R.K. PACHAURI: In recent months, we have seen some criticism. We are receptive and sensitive to that, and we are doing something about it.
KATY CLARK: The review will be led by the head of the Royal Netherlands Academy of Arts and Sciences, Robbert Dijkgraaf.
ROBBER DIJKGRAAF: What we have been asked to look at is the general way in which the IPCC works. So it’s processes and procedures, and management structure, the way it deals with peer reviewed and non-peer reviewed literature. How it communicates. So, it’s actually a very broad task. And we also have been asked to see how the approaches towards errors, how they can be avoided. All in all it will be future looking review.
KATY CLARK: That all sounds good to Roger Pielke Junior.
ROGER PIELKE JUNIOR: I guess I’m in the unique position of being one of researchers who publishes in the peer-reviewed literature who has seen his work misrepresented by the IPCC.
KATY CLARK: Pielke is a professor of environmental studies at the University of Colorado at Boulder. He says the IPCC’s last report came to erroneous conclusions on the links between rising temperatures and the costs of natural disasters. Pielke doesn’t want to speculate why the IPCC didn’t correct its mistake.
ROGER PIELKE JUNIOR: The reasons for the breakdowns in process don’t matter so much as that they’re recognized and changes are made to the policies and procedures of the institution, so they don’t happen again. It’s inevitable that there will be mistakes in a report as massive and as ambitious as the IPCC, but if the institution’s incapable of responding in an effective manner, then institution has some credibility problems.
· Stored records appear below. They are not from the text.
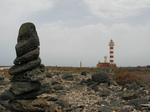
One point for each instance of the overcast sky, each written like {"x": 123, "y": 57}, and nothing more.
{"x": 71, "y": 31}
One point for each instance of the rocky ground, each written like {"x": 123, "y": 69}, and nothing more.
{"x": 81, "y": 92}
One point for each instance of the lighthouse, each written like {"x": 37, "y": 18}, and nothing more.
{"x": 111, "y": 63}
{"x": 111, "y": 44}
{"x": 111, "y": 48}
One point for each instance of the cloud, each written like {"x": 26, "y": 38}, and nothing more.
{"x": 112, "y": 9}
{"x": 64, "y": 46}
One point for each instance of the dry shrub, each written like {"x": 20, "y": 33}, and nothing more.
{"x": 144, "y": 79}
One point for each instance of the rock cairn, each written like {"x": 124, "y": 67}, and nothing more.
{"x": 28, "y": 73}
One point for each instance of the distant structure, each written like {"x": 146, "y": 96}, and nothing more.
{"x": 111, "y": 63}
{"x": 80, "y": 64}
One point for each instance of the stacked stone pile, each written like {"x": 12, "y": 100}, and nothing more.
{"x": 28, "y": 73}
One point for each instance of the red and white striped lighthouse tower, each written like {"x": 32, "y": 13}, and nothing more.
{"x": 111, "y": 44}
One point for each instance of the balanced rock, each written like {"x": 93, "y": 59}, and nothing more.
{"x": 28, "y": 72}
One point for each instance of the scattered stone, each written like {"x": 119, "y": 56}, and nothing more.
{"x": 68, "y": 76}
{"x": 129, "y": 94}
{"x": 83, "y": 73}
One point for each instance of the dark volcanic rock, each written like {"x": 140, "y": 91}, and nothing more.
{"x": 67, "y": 76}
{"x": 129, "y": 94}
{"x": 23, "y": 87}
{"x": 28, "y": 73}
{"x": 83, "y": 73}
{"x": 37, "y": 105}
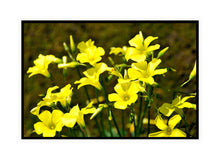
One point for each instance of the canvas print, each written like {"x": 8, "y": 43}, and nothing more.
{"x": 110, "y": 79}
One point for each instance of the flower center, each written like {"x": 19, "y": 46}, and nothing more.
{"x": 52, "y": 126}
{"x": 126, "y": 98}
{"x": 169, "y": 130}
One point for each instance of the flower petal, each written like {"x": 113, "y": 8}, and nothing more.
{"x": 120, "y": 105}
{"x": 160, "y": 71}
{"x": 114, "y": 97}
{"x": 135, "y": 54}
{"x": 174, "y": 121}
{"x": 159, "y": 134}
{"x": 68, "y": 120}
{"x": 56, "y": 116}
{"x": 160, "y": 123}
{"x": 45, "y": 117}
{"x": 153, "y": 65}
{"x": 148, "y": 40}
{"x": 166, "y": 109}
{"x": 137, "y": 41}
{"x": 177, "y": 133}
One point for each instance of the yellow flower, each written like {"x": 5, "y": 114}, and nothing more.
{"x": 168, "y": 130}
{"x": 126, "y": 94}
{"x": 50, "y": 123}
{"x": 41, "y": 65}
{"x": 89, "y": 52}
{"x": 140, "y": 48}
{"x": 66, "y": 65}
{"x": 117, "y": 50}
{"x": 77, "y": 116}
{"x": 92, "y": 76}
{"x": 191, "y": 76}
{"x": 144, "y": 72}
{"x": 177, "y": 105}
{"x": 64, "y": 97}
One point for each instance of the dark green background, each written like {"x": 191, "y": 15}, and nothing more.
{"x": 47, "y": 38}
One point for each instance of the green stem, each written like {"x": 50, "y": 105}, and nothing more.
{"x": 100, "y": 114}
{"x": 106, "y": 99}
{"x": 133, "y": 120}
{"x": 122, "y": 121}
{"x": 139, "y": 114}
{"x": 113, "y": 117}
{"x": 88, "y": 97}
{"x": 150, "y": 90}
{"x": 109, "y": 122}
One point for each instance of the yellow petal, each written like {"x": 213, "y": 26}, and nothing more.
{"x": 167, "y": 109}
{"x": 134, "y": 74}
{"x": 39, "y": 127}
{"x": 148, "y": 40}
{"x": 82, "y": 57}
{"x": 114, "y": 97}
{"x": 187, "y": 105}
{"x": 153, "y": 48}
{"x": 160, "y": 123}
{"x": 159, "y": 134}
{"x": 135, "y": 54}
{"x": 177, "y": 133}
{"x": 68, "y": 120}
{"x": 137, "y": 41}
{"x": 80, "y": 120}
{"x": 120, "y": 105}
{"x": 159, "y": 71}
{"x": 193, "y": 73}
{"x": 98, "y": 110}
{"x": 141, "y": 66}
{"x": 56, "y": 116}
{"x": 153, "y": 65}
{"x": 149, "y": 80}
{"x": 49, "y": 132}
{"x": 174, "y": 121}
{"x": 186, "y": 98}
{"x": 133, "y": 99}
{"x": 45, "y": 117}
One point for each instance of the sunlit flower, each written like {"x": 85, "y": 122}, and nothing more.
{"x": 144, "y": 72}
{"x": 41, "y": 65}
{"x": 117, "y": 50}
{"x": 92, "y": 76}
{"x": 168, "y": 130}
{"x": 126, "y": 94}
{"x": 177, "y": 105}
{"x": 89, "y": 52}
{"x": 50, "y": 123}
{"x": 192, "y": 75}
{"x": 77, "y": 116}
{"x": 64, "y": 97}
{"x": 140, "y": 48}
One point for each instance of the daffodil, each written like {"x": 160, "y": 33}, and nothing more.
{"x": 66, "y": 65}
{"x": 177, "y": 105}
{"x": 126, "y": 94}
{"x": 140, "y": 48}
{"x": 89, "y": 53}
{"x": 77, "y": 116}
{"x": 192, "y": 75}
{"x": 41, "y": 65}
{"x": 92, "y": 76}
{"x": 50, "y": 123}
{"x": 144, "y": 71}
{"x": 117, "y": 50}
{"x": 168, "y": 130}
{"x": 64, "y": 97}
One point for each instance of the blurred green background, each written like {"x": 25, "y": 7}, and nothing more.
{"x": 47, "y": 38}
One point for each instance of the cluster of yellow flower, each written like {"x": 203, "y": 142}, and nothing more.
{"x": 130, "y": 85}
KATY CLARK: Pielke says he’s cautiously optimistic that the review will address those problems. Oceanographer Katherine Richardson is a climate advisor to the Danish government. She’s also happy that a third party will be reviewing the IPCC’s work. But she harbors no illusions that the review will satisfy people who believe climate change isn’t real.
KATHERINE RICHARDSON: There’s still people saying same thing about evolution. So it would be naïve to believe that this discussion is going to go away simply because we do look at the way IPCC works.
KATY CLARK: The review panel will try to finish its work by August. That would give the IPCC time to implement any recommendations before it begins work on its next report. For The World, this is Katy Clark.